Soldato
- Joined
- 17 Jun 2012
- Posts
- 5,951
Any idea if we're likely to see something similar to the Nano from NV? Or you reckon they see it as too much of a niche market to bother?
Please remember that any mention of competitors, hinting at competitors or offering to provide details of competitors will result in an account suspension. The full rules can be found under the 'Terms and Rules' link in the bottom right corner of your screen. Just don't mention competitors in any way, shape or form and you'll be OK.
There are ITX 970s, and most ITX cases will happily take a full 980, even 980ti in some. Way too much of a niche product, but I expect with HBM2 some broad partners might do an ITX version, because they can.
Yet 2 of those you listed will loose to the nano. I would say the Nano is the most exciting piece in AMDs lineup of Fury products..
If by loose you say slower but if you are buying a Nano you are likely more concerned with size than speed, otherwise you would buy a 980Ti. Sure the Nano is small AND fast, but that is a pretty niche market. And the 970 is also vastly cheaper. If you want the fastest card in the smallest space then the a nano is unique.
The nano probably is the most interesting Fury product, but they are all pretty lack luster or failed to deliver.
before the Nano ppl basicaly didnt have a choice, small form factor ment lower perf, i can't really call it niche market anymore with the price drop to £350, just makes it a small high end card with performance between 980 & 980Ti.
the Nano is about 20 to 30% faster than a 970 Mini and the difference goes up as resolution increases, thats hell of a perfomance difference for £100 price difference.
Nano could have been and still can be a killer card if AMD let partners play around with it
It's niche because anything microITx is already niche, and those that actually care about performance in a tiny box is even more niche.
That doesn't make it a bad idea, I think the nano is fantastic but it is never going to sell well. If nvidia thought they were loosing truckloads of cash to the nano they would just release a micro ITX 980 with a reasonable clock. Yeah, it won't quite hit the power-performance but will be close.

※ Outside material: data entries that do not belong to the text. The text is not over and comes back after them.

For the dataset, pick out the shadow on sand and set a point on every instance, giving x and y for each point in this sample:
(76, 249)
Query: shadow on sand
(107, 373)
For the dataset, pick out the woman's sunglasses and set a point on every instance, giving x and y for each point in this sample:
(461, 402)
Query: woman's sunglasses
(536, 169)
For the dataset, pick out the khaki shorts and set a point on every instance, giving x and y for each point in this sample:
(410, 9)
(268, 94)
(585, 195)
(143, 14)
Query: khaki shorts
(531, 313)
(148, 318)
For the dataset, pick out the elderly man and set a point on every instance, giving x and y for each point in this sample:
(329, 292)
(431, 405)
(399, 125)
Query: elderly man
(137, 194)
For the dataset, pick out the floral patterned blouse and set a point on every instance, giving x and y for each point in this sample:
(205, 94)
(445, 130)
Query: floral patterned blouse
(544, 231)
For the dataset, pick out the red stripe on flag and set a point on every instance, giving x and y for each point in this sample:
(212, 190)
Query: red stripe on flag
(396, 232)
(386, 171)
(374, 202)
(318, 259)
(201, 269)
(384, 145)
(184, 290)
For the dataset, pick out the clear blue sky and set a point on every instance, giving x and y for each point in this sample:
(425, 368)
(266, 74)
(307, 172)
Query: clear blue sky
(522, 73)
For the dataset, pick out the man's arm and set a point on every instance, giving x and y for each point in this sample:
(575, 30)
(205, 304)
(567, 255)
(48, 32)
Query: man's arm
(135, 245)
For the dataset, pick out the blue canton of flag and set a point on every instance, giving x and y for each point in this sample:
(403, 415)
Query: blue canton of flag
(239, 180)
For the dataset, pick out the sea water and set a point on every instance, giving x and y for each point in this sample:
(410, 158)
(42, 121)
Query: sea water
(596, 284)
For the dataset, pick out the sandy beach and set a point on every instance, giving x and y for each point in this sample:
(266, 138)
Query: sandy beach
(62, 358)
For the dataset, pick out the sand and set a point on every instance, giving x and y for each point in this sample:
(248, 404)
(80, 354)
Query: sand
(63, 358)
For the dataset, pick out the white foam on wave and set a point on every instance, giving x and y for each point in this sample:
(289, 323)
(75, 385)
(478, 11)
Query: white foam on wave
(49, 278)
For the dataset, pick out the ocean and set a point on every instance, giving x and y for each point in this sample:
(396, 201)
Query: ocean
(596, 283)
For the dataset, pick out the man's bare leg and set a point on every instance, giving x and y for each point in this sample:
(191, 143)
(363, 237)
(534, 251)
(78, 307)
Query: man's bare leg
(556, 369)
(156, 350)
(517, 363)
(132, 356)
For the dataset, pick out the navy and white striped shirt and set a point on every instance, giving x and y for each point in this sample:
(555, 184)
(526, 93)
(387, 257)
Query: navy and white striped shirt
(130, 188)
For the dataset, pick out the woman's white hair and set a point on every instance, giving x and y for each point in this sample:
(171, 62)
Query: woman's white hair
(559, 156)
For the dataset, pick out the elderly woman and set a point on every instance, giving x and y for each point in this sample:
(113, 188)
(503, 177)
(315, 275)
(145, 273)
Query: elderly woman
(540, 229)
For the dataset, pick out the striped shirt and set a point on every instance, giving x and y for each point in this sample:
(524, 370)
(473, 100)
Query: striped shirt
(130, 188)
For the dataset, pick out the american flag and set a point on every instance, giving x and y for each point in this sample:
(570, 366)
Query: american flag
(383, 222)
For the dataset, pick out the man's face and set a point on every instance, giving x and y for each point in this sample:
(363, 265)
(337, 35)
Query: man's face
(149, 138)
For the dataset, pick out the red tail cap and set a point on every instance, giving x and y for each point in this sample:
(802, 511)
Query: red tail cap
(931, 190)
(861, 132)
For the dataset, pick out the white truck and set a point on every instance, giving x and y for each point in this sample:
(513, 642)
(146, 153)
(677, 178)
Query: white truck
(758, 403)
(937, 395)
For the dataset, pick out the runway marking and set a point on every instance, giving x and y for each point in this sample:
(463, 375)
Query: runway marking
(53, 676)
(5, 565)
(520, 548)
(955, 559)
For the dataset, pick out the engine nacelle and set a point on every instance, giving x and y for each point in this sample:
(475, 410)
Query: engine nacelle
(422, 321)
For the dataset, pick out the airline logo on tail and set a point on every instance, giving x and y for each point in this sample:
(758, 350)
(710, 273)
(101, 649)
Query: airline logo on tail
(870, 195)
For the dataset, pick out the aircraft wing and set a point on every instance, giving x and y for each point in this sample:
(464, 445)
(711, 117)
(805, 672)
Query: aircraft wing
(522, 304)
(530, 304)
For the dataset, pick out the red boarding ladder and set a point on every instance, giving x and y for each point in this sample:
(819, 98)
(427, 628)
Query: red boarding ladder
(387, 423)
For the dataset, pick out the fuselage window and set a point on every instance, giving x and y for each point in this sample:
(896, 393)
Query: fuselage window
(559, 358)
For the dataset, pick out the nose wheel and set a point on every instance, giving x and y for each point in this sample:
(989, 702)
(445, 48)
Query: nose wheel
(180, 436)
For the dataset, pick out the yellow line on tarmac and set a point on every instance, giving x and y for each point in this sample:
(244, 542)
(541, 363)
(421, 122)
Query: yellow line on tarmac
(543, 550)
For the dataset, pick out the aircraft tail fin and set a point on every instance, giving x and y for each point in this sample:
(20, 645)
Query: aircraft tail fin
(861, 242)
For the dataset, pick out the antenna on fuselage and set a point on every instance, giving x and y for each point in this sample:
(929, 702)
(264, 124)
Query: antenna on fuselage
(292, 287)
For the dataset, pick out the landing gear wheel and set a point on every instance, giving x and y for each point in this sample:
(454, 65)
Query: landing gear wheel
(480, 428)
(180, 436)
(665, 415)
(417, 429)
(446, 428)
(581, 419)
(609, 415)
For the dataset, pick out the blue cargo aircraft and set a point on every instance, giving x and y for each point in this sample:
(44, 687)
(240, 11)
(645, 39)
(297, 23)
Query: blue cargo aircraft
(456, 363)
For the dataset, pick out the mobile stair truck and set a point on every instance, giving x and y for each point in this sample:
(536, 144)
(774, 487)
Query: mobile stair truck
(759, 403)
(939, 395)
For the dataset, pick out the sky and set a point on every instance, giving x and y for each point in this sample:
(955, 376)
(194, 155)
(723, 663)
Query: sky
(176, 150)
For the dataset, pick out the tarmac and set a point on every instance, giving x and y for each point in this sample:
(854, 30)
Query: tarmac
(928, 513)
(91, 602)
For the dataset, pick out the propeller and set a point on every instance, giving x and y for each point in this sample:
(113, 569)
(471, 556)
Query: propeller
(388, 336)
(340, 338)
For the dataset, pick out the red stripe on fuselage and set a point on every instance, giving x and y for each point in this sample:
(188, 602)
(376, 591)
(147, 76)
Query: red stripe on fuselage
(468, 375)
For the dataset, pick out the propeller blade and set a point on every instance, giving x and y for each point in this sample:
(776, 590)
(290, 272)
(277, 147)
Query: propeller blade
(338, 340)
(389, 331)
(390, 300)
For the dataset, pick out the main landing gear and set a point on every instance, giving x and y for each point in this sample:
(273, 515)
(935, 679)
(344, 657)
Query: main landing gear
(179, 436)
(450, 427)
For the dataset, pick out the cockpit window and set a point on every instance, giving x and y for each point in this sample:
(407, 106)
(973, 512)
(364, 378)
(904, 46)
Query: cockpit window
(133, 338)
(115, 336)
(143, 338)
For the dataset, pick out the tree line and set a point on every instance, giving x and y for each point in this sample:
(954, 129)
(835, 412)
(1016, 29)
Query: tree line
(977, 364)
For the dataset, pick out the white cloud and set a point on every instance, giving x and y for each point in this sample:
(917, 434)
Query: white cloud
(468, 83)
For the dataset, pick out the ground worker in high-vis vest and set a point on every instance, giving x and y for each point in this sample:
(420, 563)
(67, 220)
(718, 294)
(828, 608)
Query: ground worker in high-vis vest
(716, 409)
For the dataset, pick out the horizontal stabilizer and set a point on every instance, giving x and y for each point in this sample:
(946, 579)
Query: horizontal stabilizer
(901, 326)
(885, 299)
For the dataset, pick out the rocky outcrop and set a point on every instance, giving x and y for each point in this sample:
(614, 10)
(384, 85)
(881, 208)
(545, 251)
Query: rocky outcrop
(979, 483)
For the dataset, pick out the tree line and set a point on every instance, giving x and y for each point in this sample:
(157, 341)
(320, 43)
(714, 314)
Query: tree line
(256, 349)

Anyway, I think with HBM2 there will be more choices in the future.
If by loose you say slower but if you are buying a Nano you are likely more concerned with size than speed, otherwise you would buy a 980Ti. Sure the Nano is small AND fast, but that is a pretty niche market. And the 970 is also vastly cheaper. If you want the fastest card in the smallest space then the a nano is unique.
The nano probably is the most interesting Fury product, but they are all pretty lack luster or failed to deliver.